By the way, for that reason, I like the "Stuff I've Seen" name for the one
Microsoft product--if there's something I've seen that might help me in some
way, when I need it I'd like to find it again.
(I could get into a long philosophical discussion here (maybe I already did),
but a Google search that returns 100,000 hits that I can't narrow down often
leaves me with a lot of work to do before I find what I'm looking for.)
I'll mention one other feature I eventually planned. I want to have an
automatic email copy/paste/edit feature. It would work like this--if I see
an email I want to save (possibly one or more of the nuggets from a long
thread), I'd select and copy it, then paste it into the database. On
pasting, the database program would automatically clean up some of the
formatting, for example, if (as usually happens for me), extra newlines are
inserted in and between the To, From, Subject, and Date headers, the program
would remove those. Similarly:
* if there is quoted text in what I've copied, it would either apply the
TWiki markup for <pre></pre> so that proper line wrapping (ie., none)
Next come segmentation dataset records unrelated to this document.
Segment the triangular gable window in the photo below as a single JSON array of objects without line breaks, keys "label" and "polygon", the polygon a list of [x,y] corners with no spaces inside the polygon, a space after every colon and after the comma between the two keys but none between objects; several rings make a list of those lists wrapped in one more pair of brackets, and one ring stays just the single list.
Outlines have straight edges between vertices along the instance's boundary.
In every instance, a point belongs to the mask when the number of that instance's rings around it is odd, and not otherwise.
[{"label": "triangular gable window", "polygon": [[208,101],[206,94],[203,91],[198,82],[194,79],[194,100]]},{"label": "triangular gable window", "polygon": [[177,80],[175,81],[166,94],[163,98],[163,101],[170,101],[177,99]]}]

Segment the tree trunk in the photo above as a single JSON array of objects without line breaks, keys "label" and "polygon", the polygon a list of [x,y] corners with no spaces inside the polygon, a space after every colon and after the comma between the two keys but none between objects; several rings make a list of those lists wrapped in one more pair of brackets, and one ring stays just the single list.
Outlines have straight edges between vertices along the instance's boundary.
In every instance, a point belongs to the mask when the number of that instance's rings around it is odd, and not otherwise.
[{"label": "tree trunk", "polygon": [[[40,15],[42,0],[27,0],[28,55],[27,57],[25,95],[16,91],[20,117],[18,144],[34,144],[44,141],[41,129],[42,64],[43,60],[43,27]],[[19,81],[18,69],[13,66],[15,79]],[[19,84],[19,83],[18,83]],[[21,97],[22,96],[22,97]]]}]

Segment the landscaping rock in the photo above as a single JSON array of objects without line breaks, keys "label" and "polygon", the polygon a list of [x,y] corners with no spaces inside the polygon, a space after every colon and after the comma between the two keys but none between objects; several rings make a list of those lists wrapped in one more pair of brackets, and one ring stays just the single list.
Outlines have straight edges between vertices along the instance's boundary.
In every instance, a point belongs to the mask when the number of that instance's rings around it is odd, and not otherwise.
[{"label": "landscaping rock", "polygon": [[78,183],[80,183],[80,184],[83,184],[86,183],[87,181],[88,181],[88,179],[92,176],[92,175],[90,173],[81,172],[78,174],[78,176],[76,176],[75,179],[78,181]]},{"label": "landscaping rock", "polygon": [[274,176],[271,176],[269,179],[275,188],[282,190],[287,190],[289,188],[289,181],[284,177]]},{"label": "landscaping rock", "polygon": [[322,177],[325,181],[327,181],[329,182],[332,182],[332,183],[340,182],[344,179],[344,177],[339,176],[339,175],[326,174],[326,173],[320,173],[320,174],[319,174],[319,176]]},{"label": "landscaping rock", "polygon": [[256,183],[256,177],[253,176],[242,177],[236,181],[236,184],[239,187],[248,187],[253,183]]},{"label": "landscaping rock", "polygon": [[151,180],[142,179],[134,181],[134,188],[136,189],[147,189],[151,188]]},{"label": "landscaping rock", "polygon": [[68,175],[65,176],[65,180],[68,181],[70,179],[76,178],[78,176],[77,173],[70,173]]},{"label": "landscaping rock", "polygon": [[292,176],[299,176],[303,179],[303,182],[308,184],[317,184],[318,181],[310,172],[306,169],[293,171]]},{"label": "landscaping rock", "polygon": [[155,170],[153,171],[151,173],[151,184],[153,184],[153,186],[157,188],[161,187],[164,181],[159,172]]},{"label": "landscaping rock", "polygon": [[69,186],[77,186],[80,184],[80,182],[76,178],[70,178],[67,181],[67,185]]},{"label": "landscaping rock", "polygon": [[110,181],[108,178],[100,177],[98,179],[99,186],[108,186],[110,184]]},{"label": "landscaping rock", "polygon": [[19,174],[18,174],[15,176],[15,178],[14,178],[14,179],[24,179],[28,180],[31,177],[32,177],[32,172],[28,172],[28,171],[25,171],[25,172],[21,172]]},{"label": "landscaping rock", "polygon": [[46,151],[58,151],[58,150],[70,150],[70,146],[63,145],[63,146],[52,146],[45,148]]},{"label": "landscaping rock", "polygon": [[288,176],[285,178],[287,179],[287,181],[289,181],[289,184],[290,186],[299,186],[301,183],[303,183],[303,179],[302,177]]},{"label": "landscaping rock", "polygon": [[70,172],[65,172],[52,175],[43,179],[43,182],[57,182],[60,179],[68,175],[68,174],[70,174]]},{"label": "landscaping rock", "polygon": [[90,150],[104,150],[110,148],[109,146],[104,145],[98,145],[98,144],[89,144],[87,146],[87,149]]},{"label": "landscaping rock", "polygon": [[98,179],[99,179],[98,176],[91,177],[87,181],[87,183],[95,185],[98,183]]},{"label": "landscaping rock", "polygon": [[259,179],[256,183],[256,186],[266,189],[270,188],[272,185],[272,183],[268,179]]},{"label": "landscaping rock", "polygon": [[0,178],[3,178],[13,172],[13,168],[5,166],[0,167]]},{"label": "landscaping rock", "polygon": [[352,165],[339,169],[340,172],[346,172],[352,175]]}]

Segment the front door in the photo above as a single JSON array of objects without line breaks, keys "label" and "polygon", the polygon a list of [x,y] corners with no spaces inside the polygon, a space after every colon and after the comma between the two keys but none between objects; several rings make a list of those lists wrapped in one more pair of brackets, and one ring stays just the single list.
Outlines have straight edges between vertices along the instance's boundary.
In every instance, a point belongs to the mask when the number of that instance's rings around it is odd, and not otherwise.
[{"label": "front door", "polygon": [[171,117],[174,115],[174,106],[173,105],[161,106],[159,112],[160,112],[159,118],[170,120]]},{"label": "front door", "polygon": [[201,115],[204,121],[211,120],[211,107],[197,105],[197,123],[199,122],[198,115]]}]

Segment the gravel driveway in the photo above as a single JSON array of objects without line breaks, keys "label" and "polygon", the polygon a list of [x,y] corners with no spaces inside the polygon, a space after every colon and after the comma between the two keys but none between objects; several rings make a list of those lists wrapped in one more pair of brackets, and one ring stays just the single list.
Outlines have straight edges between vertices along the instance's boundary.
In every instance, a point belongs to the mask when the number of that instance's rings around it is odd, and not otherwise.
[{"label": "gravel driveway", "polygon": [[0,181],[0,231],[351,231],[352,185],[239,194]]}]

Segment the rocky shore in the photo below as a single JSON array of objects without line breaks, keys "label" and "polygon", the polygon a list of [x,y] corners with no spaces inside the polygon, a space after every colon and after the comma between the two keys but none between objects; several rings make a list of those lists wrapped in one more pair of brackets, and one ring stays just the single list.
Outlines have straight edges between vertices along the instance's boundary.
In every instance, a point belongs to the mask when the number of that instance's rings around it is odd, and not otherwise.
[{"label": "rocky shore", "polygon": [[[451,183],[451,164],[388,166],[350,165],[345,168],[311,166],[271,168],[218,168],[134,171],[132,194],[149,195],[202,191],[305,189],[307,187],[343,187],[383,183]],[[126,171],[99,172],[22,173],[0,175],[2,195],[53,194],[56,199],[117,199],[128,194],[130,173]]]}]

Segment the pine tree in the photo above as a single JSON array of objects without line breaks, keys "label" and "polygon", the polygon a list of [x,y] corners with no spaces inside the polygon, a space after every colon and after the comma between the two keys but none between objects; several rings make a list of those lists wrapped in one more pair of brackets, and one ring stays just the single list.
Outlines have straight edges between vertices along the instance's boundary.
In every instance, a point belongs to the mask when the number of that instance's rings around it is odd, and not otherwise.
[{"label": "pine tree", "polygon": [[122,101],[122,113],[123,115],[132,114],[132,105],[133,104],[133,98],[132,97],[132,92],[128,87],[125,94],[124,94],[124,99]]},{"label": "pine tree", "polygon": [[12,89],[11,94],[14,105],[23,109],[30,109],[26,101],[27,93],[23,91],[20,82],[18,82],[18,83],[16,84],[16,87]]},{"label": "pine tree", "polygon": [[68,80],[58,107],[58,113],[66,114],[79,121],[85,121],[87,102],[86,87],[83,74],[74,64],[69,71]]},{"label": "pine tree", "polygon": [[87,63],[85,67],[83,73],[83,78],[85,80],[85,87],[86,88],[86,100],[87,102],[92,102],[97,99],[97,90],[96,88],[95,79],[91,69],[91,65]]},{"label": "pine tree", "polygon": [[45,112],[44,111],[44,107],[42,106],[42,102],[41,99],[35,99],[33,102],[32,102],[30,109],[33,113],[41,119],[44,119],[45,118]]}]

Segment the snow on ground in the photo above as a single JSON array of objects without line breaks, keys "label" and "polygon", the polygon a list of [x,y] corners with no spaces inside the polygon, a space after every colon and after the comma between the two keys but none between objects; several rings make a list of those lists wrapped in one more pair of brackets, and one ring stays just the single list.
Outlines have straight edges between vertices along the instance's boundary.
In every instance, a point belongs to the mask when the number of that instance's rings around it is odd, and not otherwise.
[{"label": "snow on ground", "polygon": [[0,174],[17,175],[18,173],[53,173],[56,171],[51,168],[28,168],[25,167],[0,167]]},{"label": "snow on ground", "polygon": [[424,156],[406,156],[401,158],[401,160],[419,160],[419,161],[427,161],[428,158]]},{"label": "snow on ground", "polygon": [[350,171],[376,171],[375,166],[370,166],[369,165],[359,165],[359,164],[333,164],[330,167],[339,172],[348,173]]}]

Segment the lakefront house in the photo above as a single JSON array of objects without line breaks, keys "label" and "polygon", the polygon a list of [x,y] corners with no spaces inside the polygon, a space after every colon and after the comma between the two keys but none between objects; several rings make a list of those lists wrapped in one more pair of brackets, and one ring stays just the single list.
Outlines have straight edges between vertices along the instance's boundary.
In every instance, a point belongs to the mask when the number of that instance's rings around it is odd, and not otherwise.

occurred (or, if it seemed usable, reformat the quoted portions (typically
prefixed with ">" or similar so each paragraph was prefixed with that mark,
but the lines within the paragraph wrapped (reflowed??) properly within the
current width of the window.
* If my mail client took some real dates and replaced them with things like
"today", "yesterday", "Saturday" (for the last Saturday) and replaced them
with the real date. (In the future, what use is it if all the emails in the
database are dated "today" ;-)
> Anywho, I have lots of free time so I would likely be willing to help
> you out if we can flesh out what the actual goals of the project will be.
Hold that thought (please)! I do want to dig deeper into the emacs wiki, and
maybe I'll adopt that and move on, but I do think there is a
"market" (demand, although perhaps a "latent" demand) for something with the
features I envision but with a much better user interface than emacs.
In fact, I'd put it to you this way, if you agree, and are willing to put in
some time, let's get started anyway (we can always stop).
There will be one other thing (and maybe I've dsiclosed too much already), but
if we start down this path, I would like at least some sort of informal
non-disclosure / non-compete agreement (at least until we actually release a
project, or mutually agree that the project is dead and I have no further
plans to resurrect it. If that worries you, let's talk about that.
I do have various (partial) descriptions of the project. Most recently, I
started working on a description of the 2nd alternative that I mentioned in
that earlier post (I forget how I described it, but the one where we
basically build the project into something like khtml and call a nedit client
as the external editor).
I think I'm going to spend a few days (or longer :-( ) looking at the emacs
wiki and maybe trying to get it going for me locally.
I know I have another post from you, I'll look if over--not sure it needs a
response more than what's already covered here.
In any case, thanks for your interest so far!